The Torres Strait Treaty, which has operated since February 1985, contains special provision for free movement (without passports or visas) between both countries. Free movement between communities applies to traditional activities such as fishing, trading and family gatherings which occur in a specifically created Protected Zone and nearby areas. The Protected Zone also assists in the preservation and protection of the land, sea, air and native plant and animal life of the Torres Strait.

==== 2001-Present Day ====
Our Lady of the Sacred Heart School opened in 2002.

== Demographics ==
In the , Hammond Island had a population of 268 people, of whom 251 (93%) identified as Indigenous Australians.
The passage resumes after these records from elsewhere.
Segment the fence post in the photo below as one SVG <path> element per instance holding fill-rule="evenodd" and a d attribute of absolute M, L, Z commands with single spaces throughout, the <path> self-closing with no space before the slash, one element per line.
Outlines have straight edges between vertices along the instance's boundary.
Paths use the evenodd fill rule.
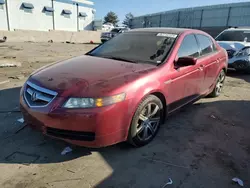
<path fill-rule="evenodd" d="M 204 9 L 201 10 L 200 28 L 202 27 L 203 12 L 204 12 Z"/>
<path fill-rule="evenodd" d="M 161 27 L 161 14 L 160 14 L 159 27 Z"/>
<path fill-rule="evenodd" d="M 227 15 L 227 27 L 228 27 L 228 24 L 229 24 L 229 19 L 230 19 L 230 14 L 231 14 L 231 9 L 232 9 L 232 7 L 229 7 L 228 8 L 228 15 Z"/>
<path fill-rule="evenodd" d="M 177 27 L 180 27 L 180 15 L 181 15 L 181 11 L 178 12 L 178 16 L 177 16 Z"/>

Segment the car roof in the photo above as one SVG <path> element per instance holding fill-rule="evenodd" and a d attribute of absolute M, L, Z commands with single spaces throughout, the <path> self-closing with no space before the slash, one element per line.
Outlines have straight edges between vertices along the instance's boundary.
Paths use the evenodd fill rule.
<path fill-rule="evenodd" d="M 172 27 L 151 27 L 151 28 L 140 28 L 140 29 L 132 29 L 130 32 L 156 32 L 156 33 L 171 33 L 179 35 L 186 31 L 197 31 L 194 29 L 187 28 L 172 28 Z"/>

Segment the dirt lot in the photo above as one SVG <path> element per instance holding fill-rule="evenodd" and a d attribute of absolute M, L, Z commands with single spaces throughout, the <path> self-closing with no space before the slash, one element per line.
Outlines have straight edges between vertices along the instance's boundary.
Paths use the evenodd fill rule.
<path fill-rule="evenodd" d="M 175 188 L 250 187 L 250 76 L 228 73 L 223 94 L 171 116 L 155 140 L 139 149 L 122 143 L 102 149 L 72 146 L 17 122 L 20 86 L 37 68 L 83 54 L 93 45 L 5 43 L 0 62 L 0 187 Z"/>

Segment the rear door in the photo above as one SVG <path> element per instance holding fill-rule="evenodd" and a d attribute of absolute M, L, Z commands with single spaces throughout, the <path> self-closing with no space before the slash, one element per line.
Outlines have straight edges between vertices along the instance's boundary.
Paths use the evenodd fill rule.
<path fill-rule="evenodd" d="M 205 75 L 201 87 L 201 92 L 202 94 L 204 94 L 208 92 L 208 90 L 213 86 L 216 80 L 218 72 L 217 70 L 220 63 L 220 55 L 210 37 L 202 34 L 197 34 L 196 38 L 200 46 L 199 61 L 203 65 Z"/>
<path fill-rule="evenodd" d="M 193 34 L 185 36 L 178 51 L 180 57 L 199 58 L 199 46 Z M 171 82 L 169 84 L 168 102 L 169 111 L 197 99 L 200 96 L 201 85 L 204 80 L 203 69 L 197 61 L 196 65 L 174 68 L 171 71 Z"/>

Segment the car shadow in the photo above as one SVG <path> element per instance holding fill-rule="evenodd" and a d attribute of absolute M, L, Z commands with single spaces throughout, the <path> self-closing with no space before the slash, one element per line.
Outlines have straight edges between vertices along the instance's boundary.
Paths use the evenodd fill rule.
<path fill-rule="evenodd" d="M 235 70 L 228 70 L 227 76 L 233 77 L 233 78 L 239 78 L 239 79 L 245 80 L 246 82 L 250 83 L 250 74 L 249 73 L 238 72 Z"/>
<path fill-rule="evenodd" d="M 228 180 L 235 175 L 249 183 L 250 101 L 202 99 L 170 116 L 147 146 L 135 149 L 121 143 L 91 149 L 51 139 L 29 127 L 20 130 L 19 90 L 0 91 L 0 165 L 57 165 L 43 175 L 41 186 L 57 171 L 62 178 L 62 173 L 80 174 L 85 178 L 82 185 L 91 180 L 98 188 L 163 187 L 169 178 L 174 187 L 231 187 Z M 67 146 L 73 151 L 61 155 Z"/>

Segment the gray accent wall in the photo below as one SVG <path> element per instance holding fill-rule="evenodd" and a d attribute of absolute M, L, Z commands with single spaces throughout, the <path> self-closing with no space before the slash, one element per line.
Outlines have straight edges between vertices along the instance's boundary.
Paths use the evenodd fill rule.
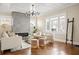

In the , Hammond Island had a population of 261 people, of whom 253 (96.9%) identified as Indigenous Australians.

== Local government ==
On 30 March 1985, the Keriri community elected three councillors to constitute an autonomous council established under the Community Services (Torres Strait) Act 1984. On 21 October 1985, the council area, previously an Aboriginal reserve, was transferred to the trusteeship of the council under a Deed of Grant in Trust by the Queensland Government.

In 2007, the Local Government Reform Commission recommended that the 15 Torres Strait Island councils be abolished and the Torres Strait Island Regional Council be established in their place. In elections conducted under the Local Government Act 1993 on 15 March 2008, members of the 15 communities comprising the Torres Strait Island Regional Council local government area each voted for a local councillor and a mayor to constitute a council consisting of 15 councillors plus a mayor.

== Education ==
Our Lady of the Sacred Heart School is a private primary (Prep-3) campus at Lot 11 Church Street of Our Lady of the Sacred Heart School headquartered at Thursday Island. Older children take the daily ferry to Thursday Island to attend the main school there.

There are no government schools on the island. The nearest primary and secondary government school is Tagai State College on Thursday Island.

== Facilities ==
The Torres Strait Island Regional Council operates the Hammond Island Indigenous Knowledge Centre at Wonie Road.

St Joseph the Worker's Catholic Church is within the Thursday Island Parish of the Roman Catholic Diocese of Cairns.